Les Muses, femmes magnifiées ou malmenées ? (Hommage à Dora Maar)

di Annie et Walter Gamet

Au palmarès du calendrier officiel des Journées mondiales, internationales ou européennes, le 8 mars occupe une place de choix : La Journée de la Femme. Alors, un seul Jour J pour la partie féminine de la population mondiale, c’est-à-dire la moitié de l’humanité et 364 ou 365 pour l’autre ? Que nenni ! Un rapide survol de ce calendrier dans son ensemble, pour peu qu’on laisse libre cours aux préjugés les plus éculés, donnera au contraire l’impression qu’il n’y en a que pour Elle.
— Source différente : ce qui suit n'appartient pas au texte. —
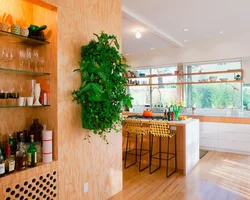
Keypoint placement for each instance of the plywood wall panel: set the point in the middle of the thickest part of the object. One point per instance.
(96, 163)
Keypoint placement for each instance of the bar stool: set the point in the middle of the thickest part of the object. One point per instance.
(134, 127)
(161, 129)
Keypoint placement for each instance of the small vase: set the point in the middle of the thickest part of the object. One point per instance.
(37, 94)
(176, 116)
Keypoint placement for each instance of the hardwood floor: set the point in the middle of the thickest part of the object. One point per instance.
(218, 176)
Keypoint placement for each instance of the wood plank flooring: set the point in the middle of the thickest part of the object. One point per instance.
(218, 176)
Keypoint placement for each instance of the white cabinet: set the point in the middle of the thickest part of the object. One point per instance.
(226, 137)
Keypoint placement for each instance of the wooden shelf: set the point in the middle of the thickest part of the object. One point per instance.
(23, 72)
(190, 74)
(21, 174)
(13, 38)
(186, 83)
(214, 72)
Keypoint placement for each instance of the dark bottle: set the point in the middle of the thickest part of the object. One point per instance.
(36, 130)
(21, 154)
(12, 143)
(2, 164)
(10, 161)
(32, 153)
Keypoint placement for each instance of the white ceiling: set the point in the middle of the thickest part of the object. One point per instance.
(132, 45)
(164, 21)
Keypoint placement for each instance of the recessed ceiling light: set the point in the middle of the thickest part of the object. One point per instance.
(138, 35)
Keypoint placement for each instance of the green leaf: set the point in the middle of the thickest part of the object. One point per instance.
(85, 76)
(102, 76)
(92, 77)
(96, 88)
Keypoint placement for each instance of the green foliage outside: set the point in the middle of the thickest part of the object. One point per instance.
(215, 96)
(102, 93)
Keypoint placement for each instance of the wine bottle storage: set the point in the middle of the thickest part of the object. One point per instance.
(42, 186)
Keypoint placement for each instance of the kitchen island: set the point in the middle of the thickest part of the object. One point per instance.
(187, 133)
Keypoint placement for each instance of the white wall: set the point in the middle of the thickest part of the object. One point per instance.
(221, 47)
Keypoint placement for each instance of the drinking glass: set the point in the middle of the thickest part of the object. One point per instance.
(42, 62)
(22, 57)
(10, 58)
(28, 58)
(35, 59)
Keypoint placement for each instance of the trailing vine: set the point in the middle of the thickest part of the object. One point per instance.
(102, 93)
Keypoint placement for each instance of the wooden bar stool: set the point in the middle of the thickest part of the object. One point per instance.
(161, 129)
(134, 126)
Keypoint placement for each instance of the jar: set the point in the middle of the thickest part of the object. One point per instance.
(36, 130)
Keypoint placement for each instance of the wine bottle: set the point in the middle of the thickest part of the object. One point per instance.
(21, 154)
(2, 164)
(10, 161)
(32, 153)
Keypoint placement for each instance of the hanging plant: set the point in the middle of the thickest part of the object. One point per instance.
(102, 93)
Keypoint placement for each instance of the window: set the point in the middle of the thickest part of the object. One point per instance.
(246, 96)
(216, 95)
(155, 96)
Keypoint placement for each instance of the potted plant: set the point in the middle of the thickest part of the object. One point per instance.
(102, 93)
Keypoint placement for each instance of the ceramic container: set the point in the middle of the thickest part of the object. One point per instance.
(15, 29)
(3, 26)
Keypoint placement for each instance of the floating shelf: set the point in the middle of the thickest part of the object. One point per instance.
(13, 38)
(23, 72)
(24, 106)
(186, 83)
(190, 74)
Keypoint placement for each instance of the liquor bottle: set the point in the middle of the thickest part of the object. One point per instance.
(165, 114)
(2, 164)
(31, 153)
(10, 161)
(21, 154)
(12, 146)
(169, 115)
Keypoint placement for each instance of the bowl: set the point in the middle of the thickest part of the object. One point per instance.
(212, 78)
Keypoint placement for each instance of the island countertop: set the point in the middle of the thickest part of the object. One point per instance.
(187, 133)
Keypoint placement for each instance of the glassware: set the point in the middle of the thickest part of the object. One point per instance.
(35, 59)
(22, 58)
(42, 63)
(32, 153)
(28, 58)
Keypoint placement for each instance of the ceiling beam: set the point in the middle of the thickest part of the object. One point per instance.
(132, 16)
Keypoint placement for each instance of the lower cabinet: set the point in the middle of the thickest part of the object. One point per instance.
(234, 138)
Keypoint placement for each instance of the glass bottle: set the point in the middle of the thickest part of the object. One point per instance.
(2, 164)
(21, 154)
(10, 161)
(31, 153)
(165, 114)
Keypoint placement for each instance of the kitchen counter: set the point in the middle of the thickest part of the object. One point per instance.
(208, 116)
(187, 135)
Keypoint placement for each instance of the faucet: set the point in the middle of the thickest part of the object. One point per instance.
(160, 97)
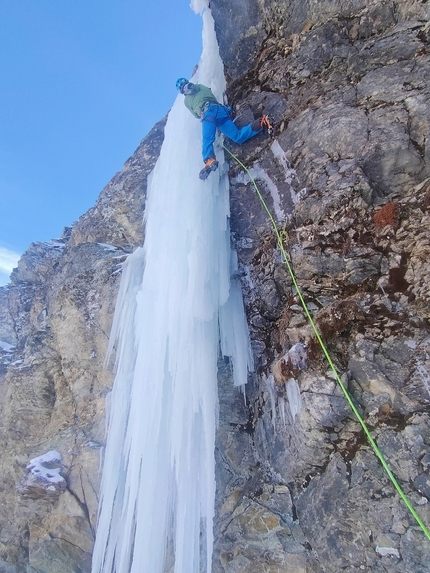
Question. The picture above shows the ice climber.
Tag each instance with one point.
(203, 104)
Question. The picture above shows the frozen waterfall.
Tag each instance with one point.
(176, 307)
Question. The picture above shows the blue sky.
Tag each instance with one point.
(81, 83)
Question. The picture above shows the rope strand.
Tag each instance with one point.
(329, 360)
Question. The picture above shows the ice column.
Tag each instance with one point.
(175, 304)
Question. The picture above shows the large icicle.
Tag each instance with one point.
(158, 480)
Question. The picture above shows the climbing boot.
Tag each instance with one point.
(211, 164)
(267, 124)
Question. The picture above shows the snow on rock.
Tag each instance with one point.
(44, 477)
(6, 347)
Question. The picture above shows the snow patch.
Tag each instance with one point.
(6, 347)
(384, 551)
(43, 467)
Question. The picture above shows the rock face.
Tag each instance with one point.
(299, 489)
(348, 183)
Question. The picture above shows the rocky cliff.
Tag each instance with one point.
(348, 181)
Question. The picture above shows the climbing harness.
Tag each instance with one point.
(285, 259)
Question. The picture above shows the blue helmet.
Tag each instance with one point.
(180, 84)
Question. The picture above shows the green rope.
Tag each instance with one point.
(332, 366)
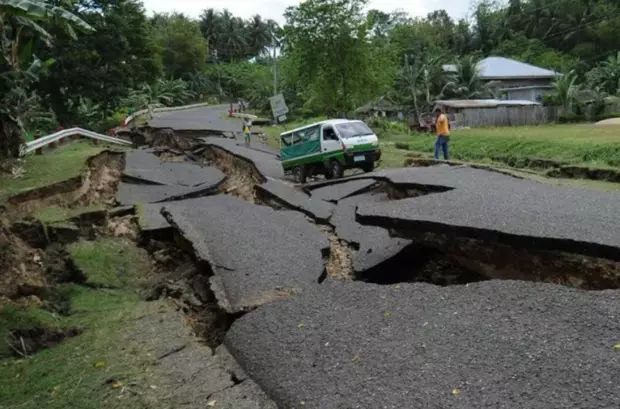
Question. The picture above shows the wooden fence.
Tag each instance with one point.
(505, 116)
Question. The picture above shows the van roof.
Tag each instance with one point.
(325, 122)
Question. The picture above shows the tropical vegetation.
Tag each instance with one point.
(92, 62)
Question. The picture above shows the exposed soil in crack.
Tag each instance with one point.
(339, 260)
(98, 184)
(241, 175)
(21, 265)
(186, 280)
(420, 263)
(25, 342)
(501, 261)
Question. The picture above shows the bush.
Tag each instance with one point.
(570, 117)
(602, 117)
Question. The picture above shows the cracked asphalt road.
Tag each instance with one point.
(484, 203)
(492, 344)
(209, 118)
(495, 344)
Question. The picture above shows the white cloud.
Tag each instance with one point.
(274, 9)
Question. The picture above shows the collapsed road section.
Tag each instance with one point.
(462, 319)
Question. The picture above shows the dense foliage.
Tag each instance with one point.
(91, 62)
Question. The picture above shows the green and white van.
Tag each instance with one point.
(328, 148)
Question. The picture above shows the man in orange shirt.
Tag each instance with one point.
(442, 127)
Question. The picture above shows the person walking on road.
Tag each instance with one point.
(442, 127)
(247, 130)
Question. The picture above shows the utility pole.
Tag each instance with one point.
(275, 72)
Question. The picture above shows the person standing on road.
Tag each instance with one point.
(442, 127)
(247, 130)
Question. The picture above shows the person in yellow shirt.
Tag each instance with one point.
(442, 127)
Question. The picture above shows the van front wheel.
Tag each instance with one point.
(300, 174)
(335, 170)
(368, 166)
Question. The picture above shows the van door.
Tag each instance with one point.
(329, 140)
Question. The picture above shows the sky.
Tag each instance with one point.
(274, 9)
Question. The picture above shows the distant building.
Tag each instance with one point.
(496, 112)
(514, 79)
(381, 108)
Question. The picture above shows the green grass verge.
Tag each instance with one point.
(53, 166)
(89, 370)
(582, 145)
(110, 262)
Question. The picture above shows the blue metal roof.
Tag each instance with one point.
(505, 68)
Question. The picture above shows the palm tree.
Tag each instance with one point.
(611, 67)
(466, 82)
(565, 91)
(259, 36)
(233, 37)
(410, 80)
(21, 22)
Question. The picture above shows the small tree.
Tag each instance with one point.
(20, 26)
(565, 91)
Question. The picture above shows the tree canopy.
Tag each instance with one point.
(90, 62)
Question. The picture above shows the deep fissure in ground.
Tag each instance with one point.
(441, 259)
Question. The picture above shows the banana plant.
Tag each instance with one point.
(18, 17)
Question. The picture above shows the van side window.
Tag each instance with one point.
(313, 134)
(329, 134)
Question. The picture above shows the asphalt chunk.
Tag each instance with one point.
(145, 167)
(267, 164)
(494, 206)
(287, 195)
(374, 244)
(339, 191)
(206, 118)
(485, 345)
(129, 193)
(257, 254)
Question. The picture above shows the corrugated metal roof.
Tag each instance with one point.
(528, 87)
(498, 68)
(504, 68)
(484, 103)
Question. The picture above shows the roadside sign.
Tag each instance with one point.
(278, 106)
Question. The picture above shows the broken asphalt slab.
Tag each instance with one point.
(374, 244)
(336, 192)
(486, 345)
(145, 167)
(284, 194)
(207, 118)
(129, 193)
(268, 165)
(257, 254)
(187, 372)
(488, 205)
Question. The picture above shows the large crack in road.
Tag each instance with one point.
(346, 294)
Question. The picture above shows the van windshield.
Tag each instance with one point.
(353, 129)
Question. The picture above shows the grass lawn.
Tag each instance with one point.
(53, 166)
(91, 369)
(577, 144)
(580, 144)
(54, 214)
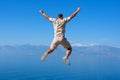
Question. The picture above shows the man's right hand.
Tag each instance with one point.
(41, 11)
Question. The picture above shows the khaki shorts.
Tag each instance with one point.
(58, 41)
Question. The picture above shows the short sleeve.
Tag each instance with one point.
(52, 19)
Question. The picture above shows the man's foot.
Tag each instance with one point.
(44, 56)
(66, 60)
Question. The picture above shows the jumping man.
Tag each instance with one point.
(59, 34)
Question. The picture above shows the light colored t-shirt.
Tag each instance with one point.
(59, 26)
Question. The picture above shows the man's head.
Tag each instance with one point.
(60, 16)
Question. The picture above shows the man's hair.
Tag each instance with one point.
(60, 15)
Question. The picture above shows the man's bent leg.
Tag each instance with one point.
(68, 52)
(46, 54)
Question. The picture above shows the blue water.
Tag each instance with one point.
(84, 67)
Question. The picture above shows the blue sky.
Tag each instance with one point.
(97, 23)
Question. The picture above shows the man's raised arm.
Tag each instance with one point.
(45, 15)
(74, 14)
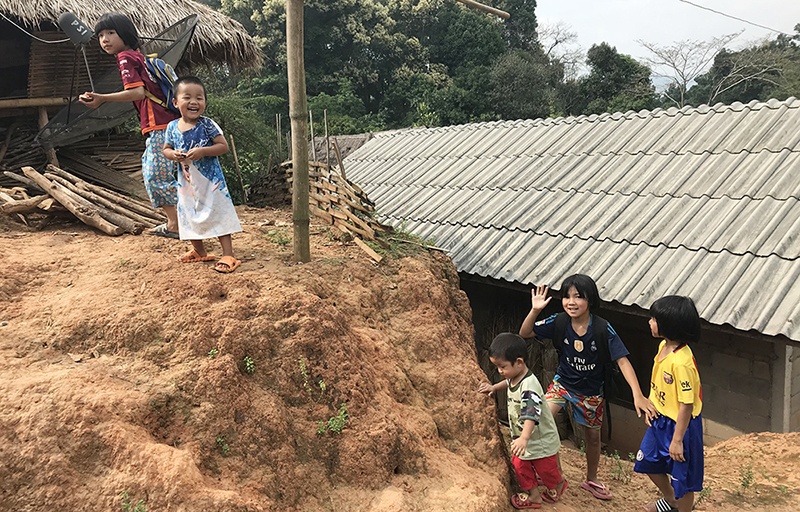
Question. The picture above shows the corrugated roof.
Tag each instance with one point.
(703, 202)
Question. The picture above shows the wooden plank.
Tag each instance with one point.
(327, 217)
(341, 225)
(33, 102)
(367, 249)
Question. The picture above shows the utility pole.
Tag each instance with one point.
(298, 113)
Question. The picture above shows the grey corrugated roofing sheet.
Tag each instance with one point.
(703, 202)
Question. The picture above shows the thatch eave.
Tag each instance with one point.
(218, 38)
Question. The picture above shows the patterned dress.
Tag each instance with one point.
(205, 208)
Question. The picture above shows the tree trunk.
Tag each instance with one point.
(298, 113)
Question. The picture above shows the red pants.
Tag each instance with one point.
(546, 468)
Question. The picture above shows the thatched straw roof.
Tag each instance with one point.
(217, 38)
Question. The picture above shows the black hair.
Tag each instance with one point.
(677, 318)
(187, 80)
(508, 346)
(586, 287)
(120, 24)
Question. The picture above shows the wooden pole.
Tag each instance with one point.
(298, 106)
(33, 102)
(238, 172)
(51, 152)
(278, 128)
(339, 159)
(485, 8)
(313, 143)
(327, 141)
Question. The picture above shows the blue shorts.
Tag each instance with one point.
(653, 456)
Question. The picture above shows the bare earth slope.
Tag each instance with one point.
(107, 384)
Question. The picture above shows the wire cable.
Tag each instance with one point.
(33, 36)
(734, 17)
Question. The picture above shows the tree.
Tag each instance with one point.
(683, 61)
(615, 82)
(355, 40)
(560, 44)
(523, 85)
(762, 71)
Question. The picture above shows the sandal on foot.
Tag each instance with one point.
(523, 500)
(192, 257)
(552, 495)
(662, 505)
(599, 491)
(229, 264)
(161, 230)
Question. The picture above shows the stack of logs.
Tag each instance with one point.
(110, 212)
(17, 147)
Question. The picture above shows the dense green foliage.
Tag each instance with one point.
(382, 64)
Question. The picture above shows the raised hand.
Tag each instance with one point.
(539, 298)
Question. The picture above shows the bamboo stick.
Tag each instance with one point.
(338, 158)
(128, 203)
(23, 205)
(485, 8)
(238, 172)
(105, 203)
(23, 179)
(122, 221)
(298, 106)
(88, 216)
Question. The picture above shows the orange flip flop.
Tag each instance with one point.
(193, 257)
(229, 261)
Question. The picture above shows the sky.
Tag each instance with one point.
(621, 22)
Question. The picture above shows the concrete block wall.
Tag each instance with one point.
(794, 415)
(737, 383)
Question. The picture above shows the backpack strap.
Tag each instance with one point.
(600, 330)
(152, 97)
(601, 335)
(560, 331)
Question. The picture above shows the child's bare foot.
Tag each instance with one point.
(661, 505)
(552, 495)
(526, 500)
(227, 264)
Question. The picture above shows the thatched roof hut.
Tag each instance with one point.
(38, 78)
(218, 38)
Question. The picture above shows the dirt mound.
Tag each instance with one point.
(125, 370)
(334, 385)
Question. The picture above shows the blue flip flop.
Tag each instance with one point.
(162, 231)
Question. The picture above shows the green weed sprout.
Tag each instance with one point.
(223, 446)
(335, 423)
(249, 365)
(129, 506)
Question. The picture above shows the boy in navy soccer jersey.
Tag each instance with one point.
(580, 375)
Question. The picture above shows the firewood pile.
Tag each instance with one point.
(17, 148)
(58, 191)
(340, 203)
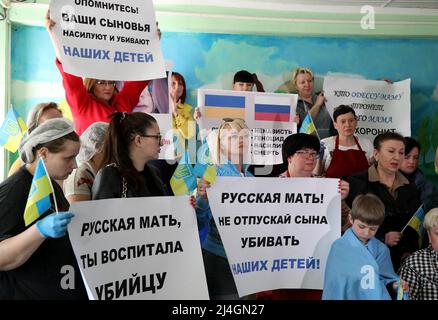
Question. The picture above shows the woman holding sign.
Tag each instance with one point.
(132, 140)
(300, 152)
(36, 257)
(400, 197)
(345, 154)
(228, 152)
(309, 103)
(94, 100)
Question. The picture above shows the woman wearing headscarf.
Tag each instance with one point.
(77, 187)
(37, 115)
(33, 257)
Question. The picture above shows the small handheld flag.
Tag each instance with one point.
(307, 126)
(204, 167)
(224, 106)
(38, 200)
(12, 131)
(416, 223)
(183, 180)
(401, 294)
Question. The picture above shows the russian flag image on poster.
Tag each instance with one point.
(222, 106)
(272, 109)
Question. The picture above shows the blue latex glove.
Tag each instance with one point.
(54, 225)
(321, 150)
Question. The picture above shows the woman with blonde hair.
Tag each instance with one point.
(420, 269)
(229, 148)
(33, 255)
(310, 103)
(37, 115)
(77, 187)
(94, 100)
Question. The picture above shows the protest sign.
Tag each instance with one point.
(112, 40)
(138, 248)
(276, 232)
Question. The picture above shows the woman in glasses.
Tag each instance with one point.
(132, 140)
(300, 152)
(228, 149)
(310, 103)
(94, 100)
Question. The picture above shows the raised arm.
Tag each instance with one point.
(15, 251)
(49, 23)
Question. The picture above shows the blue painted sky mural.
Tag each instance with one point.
(210, 61)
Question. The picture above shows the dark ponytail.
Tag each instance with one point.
(122, 129)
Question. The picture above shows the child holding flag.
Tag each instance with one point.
(34, 248)
(359, 266)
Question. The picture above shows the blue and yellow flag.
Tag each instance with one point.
(307, 126)
(205, 167)
(416, 223)
(38, 201)
(12, 131)
(183, 180)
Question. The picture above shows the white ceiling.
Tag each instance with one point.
(420, 4)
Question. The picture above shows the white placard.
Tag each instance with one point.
(138, 248)
(112, 39)
(276, 232)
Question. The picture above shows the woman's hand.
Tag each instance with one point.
(192, 202)
(344, 188)
(49, 23)
(197, 114)
(202, 188)
(392, 238)
(297, 118)
(320, 100)
(174, 102)
(158, 31)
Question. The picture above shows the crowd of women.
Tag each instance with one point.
(114, 158)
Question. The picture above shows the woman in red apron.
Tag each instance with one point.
(345, 154)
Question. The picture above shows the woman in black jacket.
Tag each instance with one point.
(132, 140)
(400, 197)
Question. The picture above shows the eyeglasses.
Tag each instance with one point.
(106, 82)
(156, 136)
(307, 154)
(231, 119)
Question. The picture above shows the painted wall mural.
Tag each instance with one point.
(210, 61)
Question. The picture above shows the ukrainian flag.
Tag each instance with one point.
(416, 223)
(38, 201)
(12, 131)
(204, 167)
(183, 180)
(307, 126)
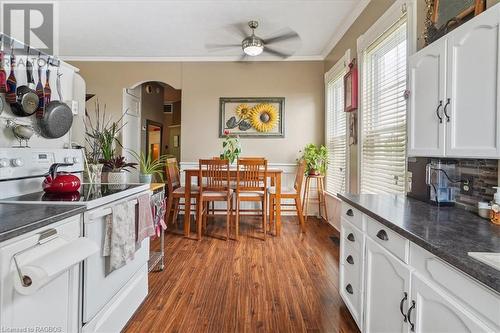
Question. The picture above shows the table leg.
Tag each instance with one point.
(187, 205)
(278, 204)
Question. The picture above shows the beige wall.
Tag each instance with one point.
(301, 83)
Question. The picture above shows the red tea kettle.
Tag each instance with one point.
(60, 182)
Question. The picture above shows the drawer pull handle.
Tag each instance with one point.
(382, 235)
(401, 306)
(412, 325)
(349, 289)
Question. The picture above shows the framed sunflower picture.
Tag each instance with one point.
(252, 116)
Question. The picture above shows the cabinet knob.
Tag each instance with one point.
(348, 288)
(408, 315)
(382, 234)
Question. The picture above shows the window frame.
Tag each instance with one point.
(339, 69)
(385, 22)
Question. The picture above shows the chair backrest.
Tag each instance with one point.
(214, 175)
(299, 176)
(173, 174)
(251, 174)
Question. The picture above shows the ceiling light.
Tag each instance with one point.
(252, 46)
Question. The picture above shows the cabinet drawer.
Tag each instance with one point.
(352, 215)
(389, 239)
(485, 304)
(351, 235)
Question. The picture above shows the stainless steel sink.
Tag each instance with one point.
(489, 258)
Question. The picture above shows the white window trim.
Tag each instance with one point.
(340, 66)
(391, 16)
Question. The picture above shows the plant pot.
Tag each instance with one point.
(145, 179)
(117, 177)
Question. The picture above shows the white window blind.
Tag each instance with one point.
(336, 141)
(383, 117)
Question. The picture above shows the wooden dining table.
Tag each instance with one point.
(190, 173)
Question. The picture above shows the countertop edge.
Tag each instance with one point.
(77, 209)
(418, 241)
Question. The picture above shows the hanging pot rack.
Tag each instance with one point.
(8, 42)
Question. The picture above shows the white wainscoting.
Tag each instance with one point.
(287, 180)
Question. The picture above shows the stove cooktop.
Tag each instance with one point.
(87, 193)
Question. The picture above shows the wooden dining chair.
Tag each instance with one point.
(251, 185)
(287, 194)
(214, 181)
(176, 192)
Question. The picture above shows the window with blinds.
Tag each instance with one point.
(383, 117)
(336, 142)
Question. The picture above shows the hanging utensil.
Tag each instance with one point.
(57, 116)
(39, 91)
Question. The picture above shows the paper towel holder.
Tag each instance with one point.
(45, 236)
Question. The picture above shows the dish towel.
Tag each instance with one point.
(145, 224)
(119, 239)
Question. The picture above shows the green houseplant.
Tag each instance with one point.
(149, 167)
(316, 158)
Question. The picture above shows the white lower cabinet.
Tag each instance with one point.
(387, 293)
(387, 281)
(433, 311)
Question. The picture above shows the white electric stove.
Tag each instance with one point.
(108, 300)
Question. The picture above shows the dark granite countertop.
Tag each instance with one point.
(447, 232)
(16, 220)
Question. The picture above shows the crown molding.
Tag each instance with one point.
(188, 59)
(344, 26)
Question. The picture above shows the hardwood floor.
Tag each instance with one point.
(285, 284)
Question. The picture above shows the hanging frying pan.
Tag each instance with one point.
(57, 117)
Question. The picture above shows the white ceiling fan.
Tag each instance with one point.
(253, 45)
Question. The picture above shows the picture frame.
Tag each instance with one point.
(232, 120)
(351, 88)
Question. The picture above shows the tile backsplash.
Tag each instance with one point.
(484, 174)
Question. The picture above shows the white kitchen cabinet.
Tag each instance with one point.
(454, 87)
(387, 281)
(433, 311)
(426, 128)
(472, 90)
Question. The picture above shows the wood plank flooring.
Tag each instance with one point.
(285, 284)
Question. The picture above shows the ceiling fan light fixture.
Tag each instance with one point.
(252, 46)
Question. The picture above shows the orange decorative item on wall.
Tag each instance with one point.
(351, 88)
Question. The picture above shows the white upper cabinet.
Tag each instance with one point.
(387, 288)
(453, 105)
(427, 85)
(432, 311)
(473, 89)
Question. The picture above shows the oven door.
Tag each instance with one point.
(99, 288)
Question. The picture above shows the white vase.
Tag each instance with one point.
(117, 177)
(145, 179)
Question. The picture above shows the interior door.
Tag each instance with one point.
(426, 127)
(131, 133)
(435, 312)
(387, 287)
(472, 92)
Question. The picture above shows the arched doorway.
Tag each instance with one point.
(152, 113)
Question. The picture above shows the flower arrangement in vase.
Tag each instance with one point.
(231, 147)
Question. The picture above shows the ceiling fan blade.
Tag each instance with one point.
(283, 37)
(276, 52)
(221, 46)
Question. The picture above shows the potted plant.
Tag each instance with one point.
(231, 147)
(116, 169)
(316, 158)
(149, 167)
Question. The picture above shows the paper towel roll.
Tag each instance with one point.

Ainsi, dans un inventaire, non exhaustif, à la Prévert, citons pêle-mêle : la Journée sans pantalon, celles de la lutte contre l’exploitation sexuelle, le tricot, le baiser, les sages-femmes, la contraception, les parents, la ménopause, les toilettes, l’orgasme (le 21 décembre, lors de la nuit la plus longue, du moins dans l’hémisphère nord ! ) et puis, en vrac, là où elle se taille la part du lion : l’élimination de la violence à l’égard des femmes, l’enfant à naître (le 25 mars justement, fête chrétienne de l’Annonciation et de l’Incarnation !), l’allaitement, les veuves, les filles, la femme rurale (espèce en voie de disparition, à protéger).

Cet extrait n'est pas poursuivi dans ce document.